In the forthcoming The Heart of Darkness, the sequel to The Shadow of the Sun, Ari has outdone himself: we’re creating a new series of maps that originate with the kharr, the rebels in the war that encompasses both these volumes. He’s using a completely different style for these maps, one that reflects their less exalted and more practical origins. And the ways the kharr maps contradict the loyalist maps developed for the first volume carry part of the story as well.

Another tool I use in developing worlds is theft.

That seems to be a theme around here lately.

I stole elements of a lot of places in developing my story world. The geography of the Danaan sacred isle of Ilunmore came out of the legendary geography of Atlantis. The Ruillin Basin has its origins in the Bay of Fundy and surrounding waterways, right down to the shameless theft of the reversing falls on the St. John River, which became “Bormo’s Well” in The Shadow of the Sun. I used Mt. St. Michel in France twice: the island of Aballo is one part Mt. St. Michel, one part Bru na Boinne in Ireland, situated on Half Moon Bay in California. And the tidal accessibility of Mt. St. Michel became part of daily life for the island of Bealingas.

Theft committed in the name of worldbuilding can’t stop at window-dressing and yield a world that feels real. If stealing these places brought a wealth of details to the world that help to create the experience of a real place, that real feeling can only be maintained by following the facts of the places borrowed wherever they may lead. The tides on the Ruillin Basin with which the characters in my world must contend arose from the interaction of the true facts of the Bay of Fundy with the influence of my world’s extra moon. It created bizarre obstacles to travel in that region which in turn drove the development of an arcane “technology”, windcallers: wizards specially trained to harness winds and weather for the purpose of making it possible to sail in otherwise unnavigable waters. And those obstacles to travel fed back into the action of the novel.

But I am getting ahead of myself, for a post intended to accompany the first seven chapters of the novel. And the extra moon and all the baggage it brings to the party are a topic for another day.

/geekery

Writer’s Block Isn’t Really What You Think, Version #73

November 18, 2012

Recently I’ve been nervous about the scene I’m going to start writing today. I didn’t know what I was going to write, and I thought the reason I didn’t know was that a significant chunk of the discussion was going to center around some RL warfare technologies with which I have only a glancing acquaintance.

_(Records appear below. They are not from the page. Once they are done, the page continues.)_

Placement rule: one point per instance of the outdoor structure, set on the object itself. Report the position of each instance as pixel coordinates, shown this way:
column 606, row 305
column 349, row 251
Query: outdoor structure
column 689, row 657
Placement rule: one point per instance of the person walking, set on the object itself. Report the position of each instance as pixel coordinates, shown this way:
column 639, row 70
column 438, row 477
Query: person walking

But then I got there yesterday, and tried to write the lead-in, so I’d have something to come back to after I’d boned up on the technical stuff…and discovered the Real Problem.

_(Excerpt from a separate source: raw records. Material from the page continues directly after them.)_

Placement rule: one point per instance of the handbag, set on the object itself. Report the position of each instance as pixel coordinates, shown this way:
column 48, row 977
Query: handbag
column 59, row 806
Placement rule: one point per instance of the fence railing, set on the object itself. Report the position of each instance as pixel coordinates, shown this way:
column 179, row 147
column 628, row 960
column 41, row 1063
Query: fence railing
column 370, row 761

The war I’m writing about is erupting like popcorn thunderstorms in a variety of locations, which is how rebellions typically will. In each eruption, the motivations of the people who rebel are different. People don’t wake up in the morning and say, “Hm, I’ve had enough, I think it’s time for a rebellion”: not unless they’re well-fed intellectuals with too much time on their hands. When the peasants revolt, it’s because they believe they’re out of other options.

I knew why the other locus of rebellion I’m writing about had gone over the cliff. I finally realized, yesterday, I couldn’t answer that question for the present rebellion.

Once I finally began addressing that question, I found a huge reservoir of thematic deliciousness waiting for me. Now I’m SO EXCITED to write this scene, this chapter, this thread–and the technical brushing-up I need to do is no more than a minor detour in my head.

Same old story: the thing I think is the problem is just the thing my left brain can identify. The reason my right brain is really holding me up is that I haven’t done the deep plotting work.